Measurement of asbestos emissions associated with demolition of abandoned residential dwellings.
The Science of the Total Environment 2020 March 21 [Link]
Neitzel RL, Sayler SK, Demond AH, d’Arcy H, Garabrant DH, Franzblau A
Many cities are revitalizing their urban cores through the demolition of abandoned residential dwellings (ARDs). However, data regarding the emissions of asbestos during such an operation are sparse. We measured airborne asbestos emissions from emergency demolitions (demolitions on structures deemed too dangerous to enter and remove asbestos) of ARDs in Detroit.

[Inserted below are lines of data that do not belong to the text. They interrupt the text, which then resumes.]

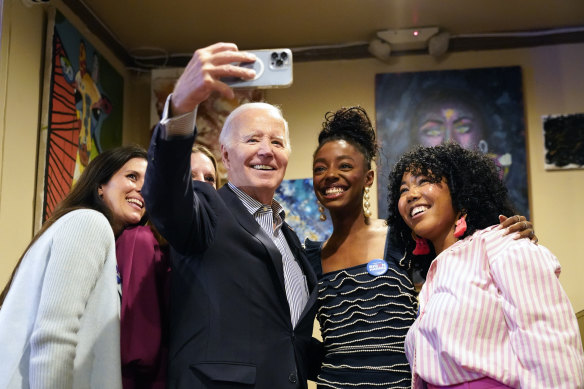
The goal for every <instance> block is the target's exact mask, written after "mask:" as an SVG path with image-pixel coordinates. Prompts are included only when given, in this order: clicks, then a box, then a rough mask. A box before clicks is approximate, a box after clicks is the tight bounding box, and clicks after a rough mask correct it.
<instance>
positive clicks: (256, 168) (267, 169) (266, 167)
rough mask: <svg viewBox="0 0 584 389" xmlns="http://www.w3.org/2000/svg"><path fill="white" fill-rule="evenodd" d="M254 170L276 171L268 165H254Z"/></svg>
mask: <svg viewBox="0 0 584 389" xmlns="http://www.w3.org/2000/svg"><path fill="white" fill-rule="evenodd" d="M253 168H254V169H257V170H274V168H273V167H271V166H268V165H253Z"/></svg>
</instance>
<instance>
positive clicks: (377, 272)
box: [367, 259, 388, 276]
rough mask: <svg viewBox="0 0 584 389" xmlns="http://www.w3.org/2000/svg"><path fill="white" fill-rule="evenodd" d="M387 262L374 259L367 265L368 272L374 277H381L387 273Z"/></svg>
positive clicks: (383, 260) (367, 270)
mask: <svg viewBox="0 0 584 389" xmlns="http://www.w3.org/2000/svg"><path fill="white" fill-rule="evenodd" d="M387 268H388V265H387V262H385V261H384V260H383V259H372V260H371V261H369V263H368V264H367V272H368V273H369V274H371V275H372V276H381V275H383V274H385V273H386V272H387Z"/></svg>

High-flow air sampling was conducted during ARD demolitions. Air samples were analyzed using Phased Contrast Microscopy (PCM), and a subset using Transmission Electron Microscopy (TEM). One hundred and one air samples were collected on 25 emergency demolitions. Fifty-four of the 101 PCM samples (53%) exceeded the limit of detection (LOD). However, only 2 of 46 TEM samples (4%) exceeded the LOD for asbestos; these latter samples were from two different demolitions and each contained a single chrysotile asbestos fiber. Using conservative exposure assumptions and commonly-accepted risk estimation formulae, we estimated the lifetime risk of mesothelioma and lung cancer combined to be less than one case per one million people. Emissions of airborne asbestos during emergency (unabated) ARD demolition operations appear to be negligible. As a result, the associated health risk for asbestos-related disease is also negligible. Reconsideration of current regulatory mandates for asbestos abatement in ARDs may be warranted.